As engaging and well-danced as the piece is, it can feel as if it runs too long, and since this is the third time I have seen it, I tried to focus on what makes it seem so. It may be that the rebounding score invites redundancy in choreography, and where there are so many characters to account for; the loop de loop of steps can be wearying. It reminds me of a comment that someone once made to me when I mentioned that I was writing a book about 15 ballet dancers of international renown. He said, “I bet you’ll wish you’d chosen only five instead.”
In its second season at San Francisco Ballet, Edwaard Liang’s Symphonic Dances seems to have lost the initial enthusiasm of the dancers. I have reviewed it before here, and while it offers some interesting shapes that excited me on first viewing, this time it seems to stop short of challenging the dancers to do more. At each premature stopping point, they end up looking hungry for more. Overall, the verve of the music doesn’t find an echo in the continuity of the steps. The men’s section offers the most promise. The exception that redeems it is a sensual duet danced by Dana Genshaft and Tiit Helimets. She touches his chest and he falls at her feet. While it goes stagey now and then, the back-to-back poses leave us hungry for more—but in this case, we get fed a most sensual and sexual pas de deux that lifts the choreography to the rafters. The involvement of Genshaft and Helimets as partners is unbroken, committed throughout, as they move together into otherworldly shapes. Genshaft is dramatic, sensitive, open and giving. Helimets is wholly responsive to her. They are an inspired match. If the piece consisted of just this pas de deux, it would need nothing more to succeed.

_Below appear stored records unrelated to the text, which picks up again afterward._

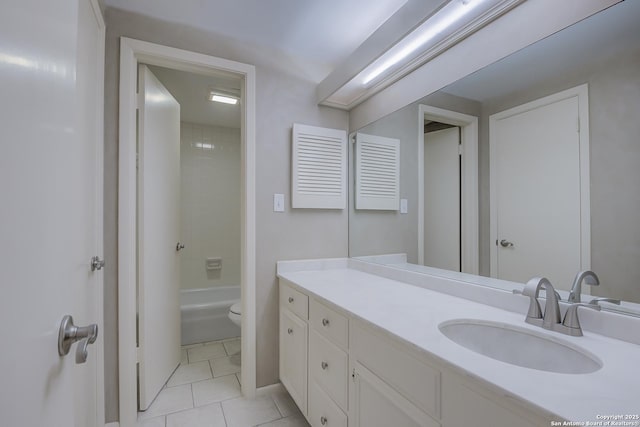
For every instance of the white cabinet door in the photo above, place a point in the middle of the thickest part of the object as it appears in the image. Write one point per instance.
(159, 227)
(293, 357)
(51, 62)
(376, 404)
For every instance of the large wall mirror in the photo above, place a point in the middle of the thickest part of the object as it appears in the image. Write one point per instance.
(598, 57)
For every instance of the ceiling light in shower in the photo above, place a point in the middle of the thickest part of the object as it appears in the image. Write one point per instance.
(223, 96)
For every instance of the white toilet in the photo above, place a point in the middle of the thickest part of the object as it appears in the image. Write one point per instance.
(235, 313)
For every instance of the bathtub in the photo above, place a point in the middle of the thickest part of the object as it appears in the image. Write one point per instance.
(203, 314)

Toba Singer, author of “First Position: a Century of Ballet Artists” (Praeger 2007), was Senior Program Director of the Art and Music Center of the San Francisco Public Library and its dance selector until her retirement in 2010. Raised in The Bronx, she graduated from New York City’s School of Performing Arts with a major in Drama, the University of Massachusetts with a BA in History; and the University of Maryland with an MLS. Since high school, Singer has been actively engaged in a broad range of pro-labor, social, and political campaigns. She has lived, worked, organized and written in Baltimore, Boston, The Bronx, Cambridge, Charleston, West Virginia, Jersey City, Richmond, Virginia, San Francisco, and Washington, D.C., working in steel mills, chemical refineries, garment shops and as an airlines worker; also editing, teaching and as an office worker. Singer has contributed articles to the “Charleston Gazette,” “San Francisco Chronicle,” “Dance Magazine,” “Dance Europe,” “City Paper,” “Provincetown Advocate,” “Voice of Dance,” CriticalDance.com, “InDance,” and “Dance Source Houston.”
Singer returned to the studio to study ballet after a 25-year absence, and in 2001, was invited to become a founding member of the board of Robert Moses’ KIN dance company. Singer studied ballet with Svetlana Afanasieva, Nina Anderson, Perry Brunson, Richard Gibson, Zory Karah, Celine Keller, Charles McGraw, Francoise Martinet, Augusta Moore, E. Virginia Williams, and Kahz Zmuda; and Modern Dance with Cora Cahan, Jane Dudley, Nancy Lang, Donald McKayle, Gertrude Shurr, and Zenaide Trigg. Her son James Gotesky dances with Houston Ballet. Singer lives in Oakland, California, with her husband Jim Gotesky.